In 1934, Scammell produced the 'Mechanical Horse', designed by Oliver North to replace horses in rail, postal and other delivery applications. This featured automatic carriage coupling and the single front wheel could be steered through 360 degrees. It was sold in 3 and 6 ton versions. The 3-tonner was powered by a 1,125 cc side-valve petrol engine and the 6-tonner by a 2,043 cc engine. Karrier had introduced a similar vehicle, the 'Cob', four years earlier.
From 1937, a Citroën Traction Avant powered version was made under licence in France, by Chenard-Walcker-FAR, known as the 'Pony Mécanique'. This continued in production, in various versions, until 1970.
In the late 1940s, the 'Mechanical Horse' was superseded by the 'Scarab', with similar features but now with a 2,090 cc side-valve petrol engine in both models and a diesel version with a Perkins engine.

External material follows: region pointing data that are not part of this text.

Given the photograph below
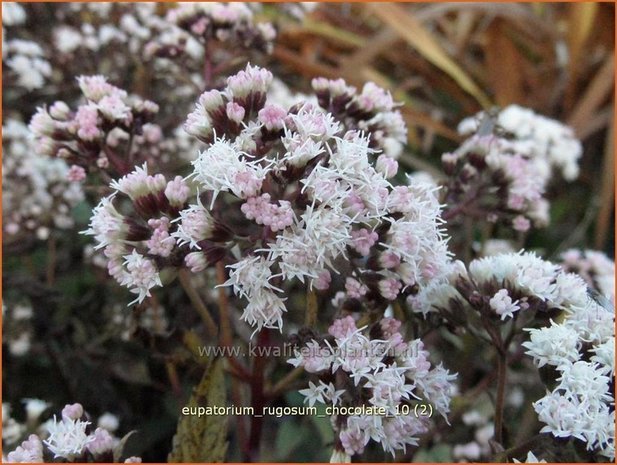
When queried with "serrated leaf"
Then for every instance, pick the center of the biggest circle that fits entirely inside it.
(203, 439)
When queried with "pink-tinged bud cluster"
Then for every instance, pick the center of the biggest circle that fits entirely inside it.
(594, 267)
(231, 23)
(355, 289)
(489, 181)
(38, 193)
(383, 371)
(308, 178)
(71, 439)
(580, 398)
(224, 112)
(499, 286)
(262, 211)
(99, 133)
(371, 110)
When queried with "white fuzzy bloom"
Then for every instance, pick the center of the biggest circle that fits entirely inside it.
(30, 451)
(531, 458)
(224, 168)
(67, 438)
(554, 345)
(141, 275)
(250, 278)
(503, 305)
(196, 224)
(13, 14)
(537, 137)
(109, 421)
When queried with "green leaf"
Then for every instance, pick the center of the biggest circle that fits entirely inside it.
(203, 439)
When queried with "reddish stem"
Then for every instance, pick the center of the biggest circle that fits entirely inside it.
(258, 398)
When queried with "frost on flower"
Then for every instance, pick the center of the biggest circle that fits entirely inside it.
(581, 403)
(70, 439)
(306, 191)
(503, 284)
(67, 438)
(37, 194)
(488, 179)
(594, 267)
(138, 243)
(109, 123)
(374, 368)
(536, 137)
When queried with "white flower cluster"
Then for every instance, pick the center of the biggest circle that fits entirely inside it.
(546, 141)
(378, 371)
(37, 194)
(17, 329)
(71, 439)
(89, 137)
(224, 22)
(13, 14)
(581, 350)
(309, 181)
(594, 267)
(134, 242)
(505, 284)
(488, 179)
(26, 63)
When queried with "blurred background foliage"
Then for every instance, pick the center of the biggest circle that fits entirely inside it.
(444, 62)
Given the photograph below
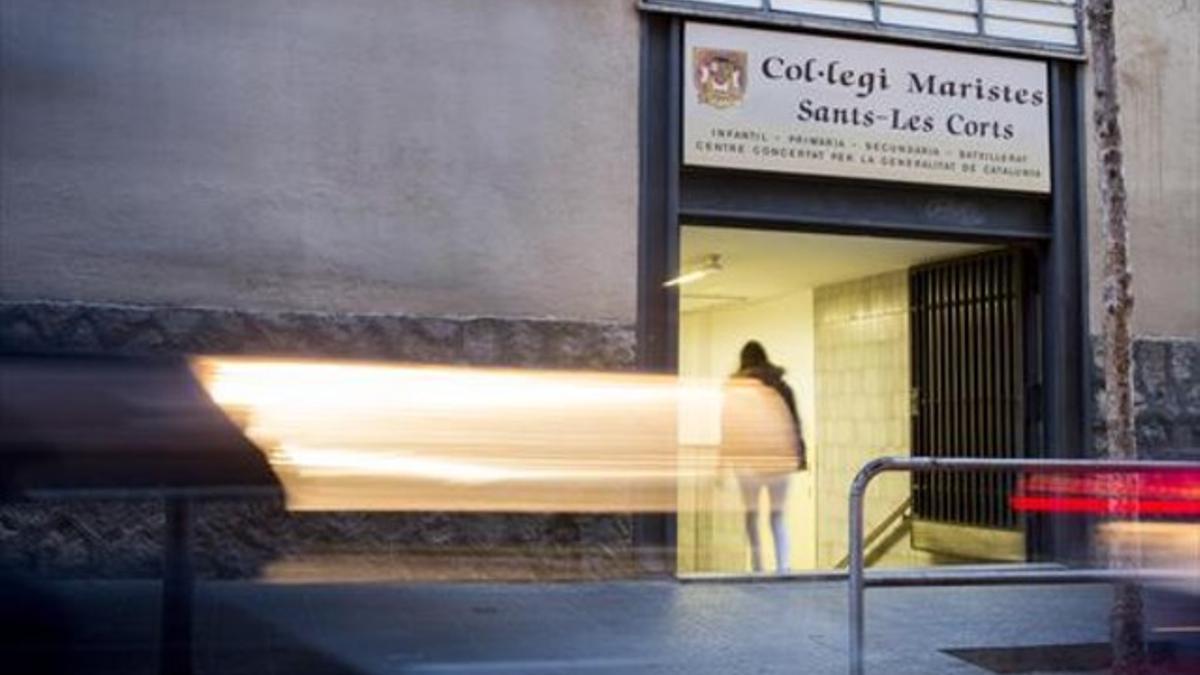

In 1967, the 'Scarab' was replaced by the 'Townsman', which had a fibre-glass cab.
The company mainly concentrated on articulated and rigid eight-wheeler lorries, from the 1920s. One vehicle not in those lines that became well-known was the six-wheeled Pioneer. This was an off-highway heavy haulage tractor first produced in 1927. It showed outstanding cross-country performance due to the design that included a sideways rocking front axle, and 2 ft of vertical movement for each of the rear wheels.
The Pioneer was popular in the oil field and forestry (logging) markets, and formed the basis of the British Army's World War II 30-ton tank transporter. With the outbreak of war, development of new vehicles stopped and production concentrated on military Pioneers for use as artillery tractors, recovery and transporter vehicles.
Post war, foreign competition and rationalisation of the UK manufacturers led to Scammell coming under Leyland Motors Ltd in 1955. It continued production in specialist and military markets until 1988 when the site at Watford was closed and the last vehicles under the Scammell name were sold.
Alvis Unipower set up an operation in Watford in 1988 developing trucks and offering ongoing support and spare parts for Scammell vehicles.
The Crusader was a popular vehicle within the UK military as a 6×6 wrecker. Many have also seen use in the heavy haulage industry due to their incredibly strong chassis.